Nessa noite dormi melhor, porque percebi o que tinha de legal em uma experiência como essa. Conhecer pessoas, falar em três idiomas com uma mesma pessoa, misturar os idiomas e culturas na cabeça. Isso que vale a pena.

Nos demais dias do albergue tudo correu normalmente. Todo dia fazíamos alguma coisa, os brasileiros e os australianos. Abri minha conta, com um pouco de problema com o endereço, pois eu estava morando em um albergue da juventude, mas no fim tudo fica tranquilo.

A última noite do albergue foi de dar saudade. Era domingo, então todos os supermercados normais fecharam (francês não gosta de trabalhar), só encontramos um mercado oriental pra comprar comida, então nosso jantar não foi muito típico. Equanto estávamos esperando a cozinha esvaziar, chegaram duas alemãs do nosso lado perguntando de onde éramos, depois descobrimos que ela reconheceu o português que falávamos, porque uma delas tinha morado um tempo no Brasil, em Belo Horizonte, e amava o Brasil. No fim das contas já tinhamos formado uma roda enorme com gente da Alemanha, Austrália, Escócia, Canadá, Brasil, África e Índia comendo comida oriental! Gente dos 5 continentes numa mesma roda conversando em 4 línguas diferentes.

Fantástico! O canadense, Françoois era o mais louco, mas um louco que fazia todo sentido. Ele era novo, tinha 19 anos, ou algo assim, tinha um problema de dicção bizarro, que misturava com o sotaque de canadense no seu francês, deixando ele ainda mais esquisito. Quando perguntaram "por que você está viajando por aqui?" ele disse: "Ah! Eu quero viajar pela França, conhecer cidades pequenas, trabalhar colhendo uvas em algum lugar! Quero fazer isso enquanto ainda sou novo. Quando você é velho as pessoas tem medo de você, você não consegue conhecer pessoas em um albergue como estou conhecendo agora." Achei fantástico!

Enfim, essa noite foi a despedida perfeita do albergue.

No dia seguinte acordei e vim para a universidade encontrar o Monsieur Didier Leonard, que nos encaminharia para os procedimentos para conseguirmos nossa morada definitiva. Mas iso é assunto para o próximo post.

*Ouvindo "Al Jarreau - Best Of Al Jarreau"*


Começo este Blog

Começo este blog no segundo dia da quarta semana que estou na França.

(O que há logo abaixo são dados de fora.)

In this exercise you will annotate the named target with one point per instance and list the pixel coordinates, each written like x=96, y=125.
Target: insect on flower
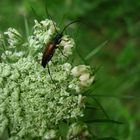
x=50, y=47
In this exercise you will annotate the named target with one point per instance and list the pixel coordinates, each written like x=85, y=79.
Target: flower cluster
x=31, y=106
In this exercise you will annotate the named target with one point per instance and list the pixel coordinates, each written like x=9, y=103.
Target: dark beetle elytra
x=50, y=47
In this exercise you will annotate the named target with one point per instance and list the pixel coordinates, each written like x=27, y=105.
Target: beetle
x=52, y=46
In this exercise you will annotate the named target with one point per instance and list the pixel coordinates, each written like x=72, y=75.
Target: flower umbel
x=30, y=104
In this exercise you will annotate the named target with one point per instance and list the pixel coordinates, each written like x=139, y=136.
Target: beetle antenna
x=47, y=12
x=69, y=25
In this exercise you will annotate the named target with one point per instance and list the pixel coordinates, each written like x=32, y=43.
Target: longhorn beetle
x=52, y=46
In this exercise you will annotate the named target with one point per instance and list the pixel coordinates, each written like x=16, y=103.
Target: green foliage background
x=117, y=84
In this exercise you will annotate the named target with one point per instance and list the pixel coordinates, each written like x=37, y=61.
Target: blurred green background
x=117, y=85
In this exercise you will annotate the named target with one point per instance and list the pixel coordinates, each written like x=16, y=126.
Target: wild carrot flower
x=31, y=106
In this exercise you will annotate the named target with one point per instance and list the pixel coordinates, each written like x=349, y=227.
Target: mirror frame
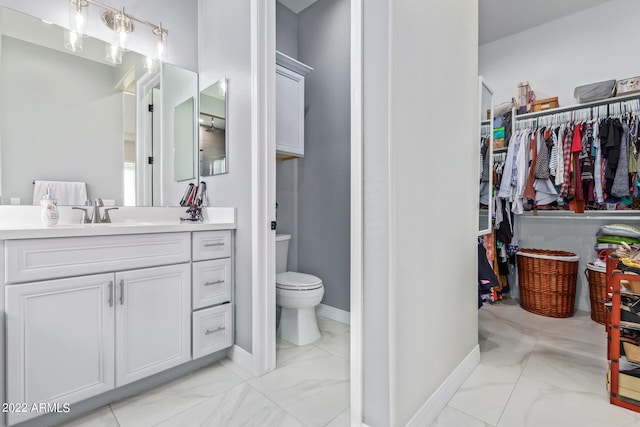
x=487, y=228
x=225, y=82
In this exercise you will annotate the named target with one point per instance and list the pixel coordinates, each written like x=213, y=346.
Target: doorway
x=264, y=310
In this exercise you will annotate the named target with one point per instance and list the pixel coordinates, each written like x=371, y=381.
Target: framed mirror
x=214, y=153
x=485, y=159
x=75, y=117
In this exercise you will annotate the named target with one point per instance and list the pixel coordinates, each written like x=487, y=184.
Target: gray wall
x=287, y=171
x=321, y=192
x=46, y=126
x=566, y=231
x=225, y=51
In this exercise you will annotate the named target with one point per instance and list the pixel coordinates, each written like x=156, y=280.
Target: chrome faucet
x=96, y=217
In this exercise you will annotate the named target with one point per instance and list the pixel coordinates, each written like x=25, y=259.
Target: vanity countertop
x=23, y=222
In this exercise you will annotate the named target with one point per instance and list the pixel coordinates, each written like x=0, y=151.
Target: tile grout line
x=524, y=365
x=276, y=403
x=113, y=414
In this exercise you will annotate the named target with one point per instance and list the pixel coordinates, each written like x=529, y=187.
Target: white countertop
x=23, y=222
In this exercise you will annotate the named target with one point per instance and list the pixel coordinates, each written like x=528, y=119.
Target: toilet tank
x=282, y=250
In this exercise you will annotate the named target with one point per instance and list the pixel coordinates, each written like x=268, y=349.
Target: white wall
x=376, y=206
x=225, y=51
x=286, y=31
x=179, y=17
x=591, y=45
x=432, y=197
x=46, y=127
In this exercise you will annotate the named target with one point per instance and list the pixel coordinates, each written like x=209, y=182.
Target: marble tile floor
x=309, y=387
x=536, y=371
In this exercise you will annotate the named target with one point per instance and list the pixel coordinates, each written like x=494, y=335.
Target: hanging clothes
x=620, y=185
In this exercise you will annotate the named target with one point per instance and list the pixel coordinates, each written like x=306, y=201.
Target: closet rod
x=575, y=107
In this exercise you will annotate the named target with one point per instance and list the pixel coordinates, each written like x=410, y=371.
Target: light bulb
x=113, y=53
x=121, y=26
x=150, y=64
x=73, y=41
x=161, y=43
x=78, y=17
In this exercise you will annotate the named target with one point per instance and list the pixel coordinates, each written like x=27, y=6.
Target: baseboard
x=334, y=314
x=241, y=357
x=439, y=399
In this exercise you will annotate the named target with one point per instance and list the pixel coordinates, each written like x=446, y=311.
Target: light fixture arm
x=156, y=28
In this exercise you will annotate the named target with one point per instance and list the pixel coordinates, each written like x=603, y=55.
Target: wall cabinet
x=290, y=76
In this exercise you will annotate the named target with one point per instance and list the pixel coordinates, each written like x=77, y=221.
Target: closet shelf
x=575, y=107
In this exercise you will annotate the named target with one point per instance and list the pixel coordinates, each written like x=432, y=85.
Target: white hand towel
x=62, y=192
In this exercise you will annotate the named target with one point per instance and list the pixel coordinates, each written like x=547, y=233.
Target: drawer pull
x=208, y=245
x=111, y=293
x=209, y=331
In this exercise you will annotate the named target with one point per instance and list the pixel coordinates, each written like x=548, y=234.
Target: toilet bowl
x=298, y=294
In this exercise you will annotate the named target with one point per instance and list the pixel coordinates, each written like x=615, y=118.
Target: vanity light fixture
x=121, y=24
x=78, y=28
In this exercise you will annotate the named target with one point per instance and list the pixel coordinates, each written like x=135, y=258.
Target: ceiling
x=502, y=18
x=297, y=6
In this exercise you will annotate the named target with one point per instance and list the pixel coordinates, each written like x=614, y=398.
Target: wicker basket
x=597, y=278
x=547, y=281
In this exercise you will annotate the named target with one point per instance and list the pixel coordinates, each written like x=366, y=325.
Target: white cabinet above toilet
x=290, y=75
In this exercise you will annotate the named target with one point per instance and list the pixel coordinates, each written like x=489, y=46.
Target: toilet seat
x=295, y=281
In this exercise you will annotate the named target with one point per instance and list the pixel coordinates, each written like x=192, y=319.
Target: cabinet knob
x=208, y=245
x=218, y=329
x=111, y=293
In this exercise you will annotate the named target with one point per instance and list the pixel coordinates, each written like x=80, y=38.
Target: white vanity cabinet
x=60, y=337
x=212, y=290
x=72, y=338
x=153, y=308
x=290, y=76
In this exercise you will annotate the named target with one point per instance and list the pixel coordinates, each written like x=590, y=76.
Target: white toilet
x=298, y=294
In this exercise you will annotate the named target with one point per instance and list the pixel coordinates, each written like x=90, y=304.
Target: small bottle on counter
x=49, y=211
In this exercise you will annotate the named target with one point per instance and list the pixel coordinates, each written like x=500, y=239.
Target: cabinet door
x=289, y=112
x=152, y=321
x=60, y=337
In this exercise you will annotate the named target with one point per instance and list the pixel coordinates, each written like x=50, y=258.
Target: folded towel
x=62, y=192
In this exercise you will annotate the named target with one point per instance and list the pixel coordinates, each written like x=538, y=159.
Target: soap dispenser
x=49, y=211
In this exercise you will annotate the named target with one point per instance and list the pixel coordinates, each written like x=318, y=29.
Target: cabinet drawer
x=41, y=259
x=211, y=282
x=212, y=330
x=211, y=245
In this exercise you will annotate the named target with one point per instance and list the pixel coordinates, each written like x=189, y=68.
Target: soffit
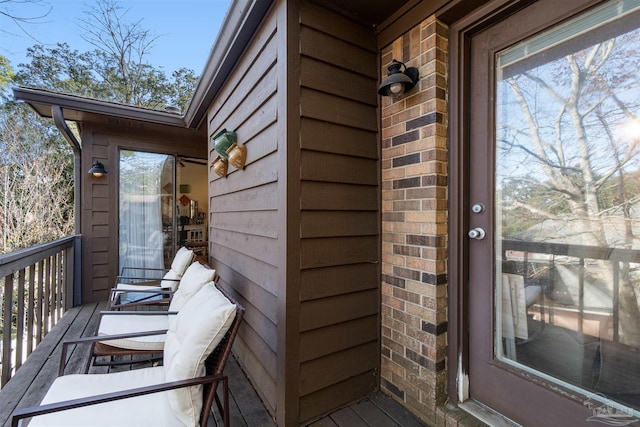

E o faço com a esperança de escrever aqui algumas das coisas que aconteceram e acontecerão durente o ano que estarei aqui em Lyon.

Pra quê? Para os que estão no Brasil e querem saber as coisas que acontecem aqui e, sobretudo, para que as histórias que se formarem aqui, quando minha memória não mais as portarem, não se percam.